Dürfen Journalisten in ihren Artikeln eine ­eigene Meinung zum Ausdruck bringen? Oder müssen sie neutral berichten? Das ist eine Kardinalfrage im Journalismus. Die Lösung: In den meisten Zeitungen gibt es die Rubrik «Kommentar». Dort kann der Journalist den Lesern die Sachlage  aus seiner Perspektive erläutern.

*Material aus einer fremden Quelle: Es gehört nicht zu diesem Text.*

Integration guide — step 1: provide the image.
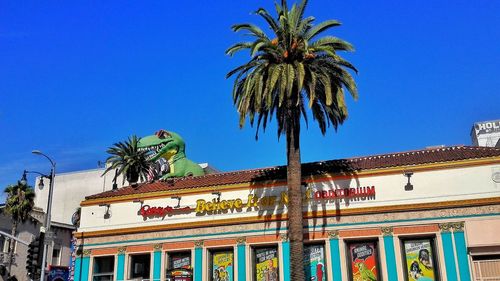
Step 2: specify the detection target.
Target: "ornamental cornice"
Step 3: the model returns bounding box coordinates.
[118,247,127,255]
[236,236,247,245]
[194,240,203,248]
[280,233,289,242]
[450,221,465,232]
[153,243,163,252]
[438,222,452,233]
[380,226,394,236]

Kritisch wird es, wenn in normalen Zeitungsberichten die persönliche Meinung des Journalisten durchsickert. Das nennt man dann unseriös. 

«Demagogische Kampagne»

Ein Beispiel: Die «Aargauer Zeitung» hat am 12. Mai gleich zweimal über die Pro-Service-public-Initia­tive geschrieben. Der erste Text ist eine «Analyse» des Leiters der Inland­re­dak­tion. Sie trägt den Titel «Spielwiese der Verfüh­rer». Darin bezeichnet der Ressortleiter den Mit­initianten Peter Salvisberg als «Agitator». Dem Initiativkomitee wirft er eine «demagogische Kampagne» vor. Ist dies das Vokabular, um eine Volksinitiative zu analysieren?     

Der zweite Artikel in derselben Ausgabe trägt den Titel «Die grosse Augen­wischerei». Der Schreiber stellt die dramatische Frage: «Wie gefährlich ist die Initiative wirklich?» Die «zehn wichtigsten Fragen» dazu lässt er von Experten beantworten – es sind unter anderem die  Mediensprecher von SBB, Swisscom und Post!

Ein Leserbriefschreiber kommentiert den Artikel träf: «Wenn betroffene Personen von der Zeitung als Experten befragt werden, hat das mit unabhängigem Journalismus nichts mehr zu tun. Oder sind neuerdings Verbrecher Experten für Rechtsfragen?»

Zum Schluss etwas Statistik: Vom 18. April bis zum 18. Mai erschienen in den Zeitungen laut Schweizer Mediendatenbank SMD 62 Artikel zur Pro-Service-public-Initiative. In 38 Beiträgen kamen nur Gegner zu Wort. Dabei gehört es zum journalistischen Kodex, die Gegenseite mit ihren besten Argumenten zu zitieren.